Over-and-unders do have distinct technical advantages. Three of the most important are the single sighting plane, the stiffness of barrels (not to mention stock and action), and the efficient way that stack-barrelled gun controls recoil. It is frequently said that side by sides have a tendency to shoot lower than over and unders. They also have less reliable single trigger mechanisms. Many of the finest game shots of recent times – Sir Joseph Nickerson and Barry Simpson, for example – opted for the over and under before they became the norm. Joe Nickerson used a trio of over-and-under Purdey Woodward 28-bores and Barry still uses his Beretta 687 EELL 20 bore.
Over and under do have some drawbacks, however.

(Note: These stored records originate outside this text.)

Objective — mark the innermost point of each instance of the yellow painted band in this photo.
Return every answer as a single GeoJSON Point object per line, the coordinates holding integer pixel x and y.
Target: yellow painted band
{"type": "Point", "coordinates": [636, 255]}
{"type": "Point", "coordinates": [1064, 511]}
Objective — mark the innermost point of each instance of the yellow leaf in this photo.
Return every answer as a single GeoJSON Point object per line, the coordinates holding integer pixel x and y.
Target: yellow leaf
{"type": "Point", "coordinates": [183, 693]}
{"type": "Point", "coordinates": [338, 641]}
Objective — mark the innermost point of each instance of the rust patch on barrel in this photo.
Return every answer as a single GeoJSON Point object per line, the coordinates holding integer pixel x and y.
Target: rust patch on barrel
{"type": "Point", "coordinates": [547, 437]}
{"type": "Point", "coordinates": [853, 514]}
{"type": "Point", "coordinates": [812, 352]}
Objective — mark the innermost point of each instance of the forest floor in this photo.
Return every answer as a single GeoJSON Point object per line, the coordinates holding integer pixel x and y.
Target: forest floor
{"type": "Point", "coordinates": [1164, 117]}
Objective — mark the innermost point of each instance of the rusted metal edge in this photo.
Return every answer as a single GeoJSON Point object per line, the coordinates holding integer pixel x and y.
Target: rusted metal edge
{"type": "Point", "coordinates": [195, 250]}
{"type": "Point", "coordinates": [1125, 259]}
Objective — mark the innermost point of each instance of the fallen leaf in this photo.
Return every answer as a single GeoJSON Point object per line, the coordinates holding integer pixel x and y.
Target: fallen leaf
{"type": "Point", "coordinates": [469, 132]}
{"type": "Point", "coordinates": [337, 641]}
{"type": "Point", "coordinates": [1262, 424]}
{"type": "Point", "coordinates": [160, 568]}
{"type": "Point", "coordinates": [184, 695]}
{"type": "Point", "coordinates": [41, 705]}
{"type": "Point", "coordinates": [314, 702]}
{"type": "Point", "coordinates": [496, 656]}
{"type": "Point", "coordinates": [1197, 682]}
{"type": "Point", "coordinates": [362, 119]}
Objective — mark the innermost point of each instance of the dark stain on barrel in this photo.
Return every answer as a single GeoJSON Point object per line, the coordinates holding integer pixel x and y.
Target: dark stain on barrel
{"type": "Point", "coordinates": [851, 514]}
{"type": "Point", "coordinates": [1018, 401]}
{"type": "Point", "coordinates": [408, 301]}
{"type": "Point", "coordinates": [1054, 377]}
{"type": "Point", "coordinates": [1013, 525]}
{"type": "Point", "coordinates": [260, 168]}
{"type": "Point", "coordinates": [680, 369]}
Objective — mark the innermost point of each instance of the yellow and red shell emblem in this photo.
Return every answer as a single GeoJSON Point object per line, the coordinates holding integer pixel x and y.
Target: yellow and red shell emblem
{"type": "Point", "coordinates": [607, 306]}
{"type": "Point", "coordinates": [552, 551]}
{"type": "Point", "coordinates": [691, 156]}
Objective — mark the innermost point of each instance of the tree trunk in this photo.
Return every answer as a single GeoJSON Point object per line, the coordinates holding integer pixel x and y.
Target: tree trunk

They can be more complicated to manufacture than the side-by-side (and are typically more costly in comparable qualities). Most designs require the firing pins to be angled (which is a more theoretical than real-world concern). Cocking dogs in the forend on cheaper guns can be prone to breaking. Perhaps the most important practical problems is that in many over and under designs there is their lack of “gape”: they do not open quite wide enough for really rapid reloading. Holland and Holland made a great effort to address this problem in their relatively new range of over and under guns.
Another problem is the height of the action. To my eye, many over and unders look a bit too high in profile. This is especially apparent in 12 bore guns built with a full-width hinge-pin and under barrel bolting (20 bores are nearly always more aesthetically appealing). Weight can also be a problem with over and under game guns in 12 bore. Light weight guns (under 7 pounds) are quite a challenge to build. I often advise 20 bore variants of popular over and unders for those looking for a moderately priced gun with excellent handling dynamics.
Do not bother trying to argue the case that the over and under is a nasty modern invention. Some of the earliest double barrelled guns were made to this pattern. Greener built an experimental side-opener in the 1870s. Dickson also used this style in the 1880s. Boss and Woodward had patented their improved, low-profile, sidelock actions before the Great War. John Moses Browning died near his workbench in 1926 perfecting the famous ‘Superposed’ (leaving his son Val to complete the single trigger).
There is always a danger in this sort of debate of confusing apples and oranges. You can not usefully compare an 8 ½ pound over and under clay buster with a 6 ½ pound side by side game gun. We must only consider guns of similar weight and intended for a similar purpose. Within those limits, I think that the differences between the two action types are, in fact, quite small. As far as practical shotgun marksmanship is concerned, the over and under makes things just a little easier on paper and often in practice too, especially at long quartering and going-away targets. Beginners seem to progress better with over and unders. Those with eye dominance problems also appear to do better with the configuration in my experience (probably because a single sighting plane has less potential for visual confusion).
I will not over state the case, however. For those brought up on side by sides there may be no advantage in swapping to an over and under. Whatever theoretical advantages the configuration may confer can be outweighed by lack of familiarity. I have championed the over and under in this article, but I would still like to see a long (32”), but fairly light-barrelled, side by side put together to do battle on the clay circuits. It might do very well. The ideal side by side for shooting clays has not yet been made and consequently we cannot settle an important part of the argument.